Health, midlife and mom. That’s the theme of today’s post as we celebrate Mother’s Day this weekend. I’m feeling lucky in midlife because this is the time when many of my friends have started or have already lost their mothers, but mine is still alive and kicking. Like so many women in my mom’s generation, she had me fairly early in life. So, she’s only 20 years my senior. But, we are both getting up there in years.
This weekend as I reflect fondly over my mom’s recent weeklong visit from Iowa, I started thinking about how our general health has so closely mirrored each other as we have aged. It’s been helpful to be able to ask her questions about her health in her younger years. That has not always been the case as she once tended to be intensely private with everyone about any health issues she may have faced, not just myself. I think that is also a generational thing. She has come to realize that information is power when it comes to health.
So, even though it might be a bit of a downer on Mother’s Day to discuss health and motility—think about having a conversation at some point before it’s too late. And, don’t limit it to just your mom’s health. Tap her brain for a family history. We all know in this day and age that knowing family health history such can save a life. For example, my mom had uterine cancer a few years ago. Thankfully, it was caught early and she is fine now.
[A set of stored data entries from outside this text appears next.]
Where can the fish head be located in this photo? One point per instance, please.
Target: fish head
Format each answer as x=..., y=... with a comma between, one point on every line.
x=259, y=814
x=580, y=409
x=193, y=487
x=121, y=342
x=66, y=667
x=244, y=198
But, that information is something I need to know about and understand the symptoms as I plod through perimenopause.
A couple of years ago, CBS News Medical Correspondent Dr. Jennifer Ashton shared some important information and questions that can serve as a wonderful discussion guide between you and your mother:
While not all breast cancer patients have a family history of the disease, having a mother, sister, or daughter with breast cancer about doubles a woman’s risk. Ovarian cancer can also run in families — grandmothers, mothers, sisters. Talk to your paternal grandmother too because increased risks for ovarian cancer can also come from your father’s side.
You should be aware of cancer and in past generations. A lot of moms didn’t talk about cancers like breast cancer, uterine cancer, they was taboo. If your mom had a cancer, any type, ask specifics. What type, how was it treated? When was it diagnosed?
Heart Disease and Stroke
Heart disease is the No. 1 killer of women. Stroke is the No. 4 killer of women. If high blood pressure — a risk factor — runs in the family, it’s important for women to take note.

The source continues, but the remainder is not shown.